Megan Chase, director of government affairs for the Speedwell Group, told the Senate Judiciary subcommittee that missing, inconsistent information about data‑center water use has fueled fear and misinformation in communities and urged passage of reporting requirements tied to the state water plan. "The absence of clear, transparent, information that's provided willingly and freely to a community creates the conditions for fear and misinformation to spread," Chase said.

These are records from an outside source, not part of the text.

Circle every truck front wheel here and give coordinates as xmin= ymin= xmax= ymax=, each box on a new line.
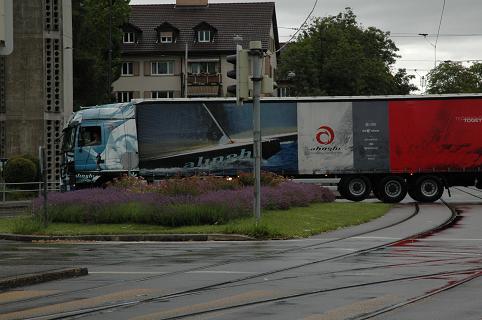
xmin=338 ymin=176 xmax=372 ymax=201
xmin=376 ymin=176 xmax=407 ymax=203
xmin=409 ymin=175 xmax=444 ymax=202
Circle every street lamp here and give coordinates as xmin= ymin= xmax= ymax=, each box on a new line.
xmin=418 ymin=33 xmax=437 ymax=68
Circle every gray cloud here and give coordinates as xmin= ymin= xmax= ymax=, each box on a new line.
xmin=131 ymin=0 xmax=482 ymax=91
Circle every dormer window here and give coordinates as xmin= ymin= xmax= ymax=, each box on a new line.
xmin=124 ymin=32 xmax=136 ymax=43
xmin=159 ymin=32 xmax=173 ymax=43
xmin=193 ymin=21 xmax=217 ymax=43
xmin=122 ymin=22 xmax=142 ymax=44
xmin=197 ymin=30 xmax=211 ymax=42
xmin=156 ymin=22 xmax=179 ymax=43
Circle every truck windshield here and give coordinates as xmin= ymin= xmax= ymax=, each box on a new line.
xmin=62 ymin=127 xmax=76 ymax=152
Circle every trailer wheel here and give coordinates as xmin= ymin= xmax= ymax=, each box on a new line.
xmin=408 ymin=184 xmax=422 ymax=202
xmin=375 ymin=176 xmax=407 ymax=203
xmin=338 ymin=176 xmax=372 ymax=201
xmin=414 ymin=175 xmax=444 ymax=202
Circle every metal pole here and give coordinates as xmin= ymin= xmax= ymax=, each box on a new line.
xmin=39 ymin=147 xmax=48 ymax=227
xmin=249 ymin=41 xmax=263 ymax=225
xmin=107 ymin=0 xmax=112 ymax=102
xmin=184 ymin=42 xmax=188 ymax=98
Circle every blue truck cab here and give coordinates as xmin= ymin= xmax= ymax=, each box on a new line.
xmin=62 ymin=103 xmax=138 ymax=188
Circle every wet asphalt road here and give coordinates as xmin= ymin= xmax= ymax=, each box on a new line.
xmin=0 ymin=188 xmax=482 ymax=320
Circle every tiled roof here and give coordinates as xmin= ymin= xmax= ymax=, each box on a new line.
xmin=123 ymin=2 xmax=278 ymax=54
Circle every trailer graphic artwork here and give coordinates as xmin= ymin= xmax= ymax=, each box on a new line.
xmin=316 ymin=126 xmax=335 ymax=144
xmin=137 ymin=102 xmax=298 ymax=175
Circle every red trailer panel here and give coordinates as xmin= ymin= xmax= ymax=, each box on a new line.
xmin=389 ymin=99 xmax=482 ymax=172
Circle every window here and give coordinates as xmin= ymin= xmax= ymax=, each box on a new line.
xmin=79 ymin=126 xmax=102 ymax=146
xmin=278 ymin=87 xmax=291 ymax=97
xmin=160 ymin=32 xmax=172 ymax=43
xmin=151 ymin=61 xmax=174 ymax=75
xmin=197 ymin=30 xmax=211 ymax=42
xmin=117 ymin=91 xmax=134 ymax=102
xmin=189 ymin=62 xmax=218 ymax=74
xmin=151 ymin=91 xmax=174 ymax=99
xmin=124 ymin=32 xmax=135 ymax=43
xmin=121 ymin=62 xmax=134 ymax=76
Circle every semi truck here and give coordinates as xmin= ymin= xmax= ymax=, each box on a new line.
xmin=61 ymin=94 xmax=482 ymax=203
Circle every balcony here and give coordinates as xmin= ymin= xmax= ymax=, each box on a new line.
xmin=187 ymin=73 xmax=222 ymax=86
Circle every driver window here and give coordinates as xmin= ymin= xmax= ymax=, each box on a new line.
xmin=79 ymin=126 xmax=102 ymax=146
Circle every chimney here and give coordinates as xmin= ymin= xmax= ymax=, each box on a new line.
xmin=176 ymin=0 xmax=208 ymax=7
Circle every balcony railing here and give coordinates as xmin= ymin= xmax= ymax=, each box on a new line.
xmin=187 ymin=73 xmax=222 ymax=86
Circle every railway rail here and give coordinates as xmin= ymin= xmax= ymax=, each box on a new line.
xmin=0 ymin=188 xmax=482 ymax=319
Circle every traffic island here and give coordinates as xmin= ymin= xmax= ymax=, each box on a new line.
xmin=0 ymin=234 xmax=255 ymax=242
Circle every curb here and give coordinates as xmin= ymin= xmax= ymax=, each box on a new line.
xmin=0 ymin=268 xmax=89 ymax=289
xmin=0 ymin=234 xmax=256 ymax=242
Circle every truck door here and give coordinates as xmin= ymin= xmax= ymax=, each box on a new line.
xmin=75 ymin=125 xmax=105 ymax=172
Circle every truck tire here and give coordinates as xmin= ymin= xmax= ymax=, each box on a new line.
xmin=375 ymin=176 xmax=407 ymax=203
xmin=338 ymin=176 xmax=372 ymax=201
xmin=408 ymin=184 xmax=422 ymax=202
xmin=414 ymin=175 xmax=444 ymax=202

The hearing focused on S 902 (the Data Center Citing Act) and related bills, and several witnesses recommended clarifying who should hold siting oversight and what reporting should be required. John Brooker, senior vice president for policy and government relations at Conservation Voters of South Carolina, said S 902 should require reporting of total water withdrawals and source as well as consumptive use, and cautioned against giving the Public Service Commission unchecked authority to override local law. "A single large data center can consume the same amount of power as an entire city," Brooker said, underscoring the scale of impacts the subcommittee is weighing.
Testimony repeatedly distinguished two oversight questions: environmental/resource review (water, ecology) and electric‑system adequacy (generation and transmission). Several conservation witnesses urged that the Department of Environmental Services (DES) — which compiles statewide water‑use data — be involved in measuring and incorporating data‑center withdrawals into river basin plans and the state water plan, pointing out that DES currently classifies evaporative losses as "consumptive" use and identifies a "major water user" threshold in its rules.
Senators pressed witnesses about whether large data operators voluntarily disclose water use. Chase said the models used to build the current state water plan predate the recent boom in data‑center siting and do not reliably account for data‑center cooling needs; she and others recommended adopting reporting standards so DES and river basin councils can incorporate accurate numbers in future planning.
Opponents of vesting sole siting authority in the PSC warned that commissioners are not locally elected, raising concerns about accountability and the commission's expertise on land‑use and ecological impacts. Brooker and others suggested clear, objective standards — e.g., infrastructure adequacy criteria — rather than a broad judgment call about whether a site is "needed." They also recommended that reporting require both consumptive and non‑consumptive withdrawals so impacts on flow, temperature and ecological health can be assessed.
The subcommittee heard agreement across many witnesses that transparency is a foundational step, but differences remained over which agency should make final siting or override determinations. The committee paused further testimony and invited utility and cooperative representatives to discuss how the electric system is planning and protecting ratepayers.
The subcommittee adjourned after receiving testimony and said it would return to the technical details and potential amendments.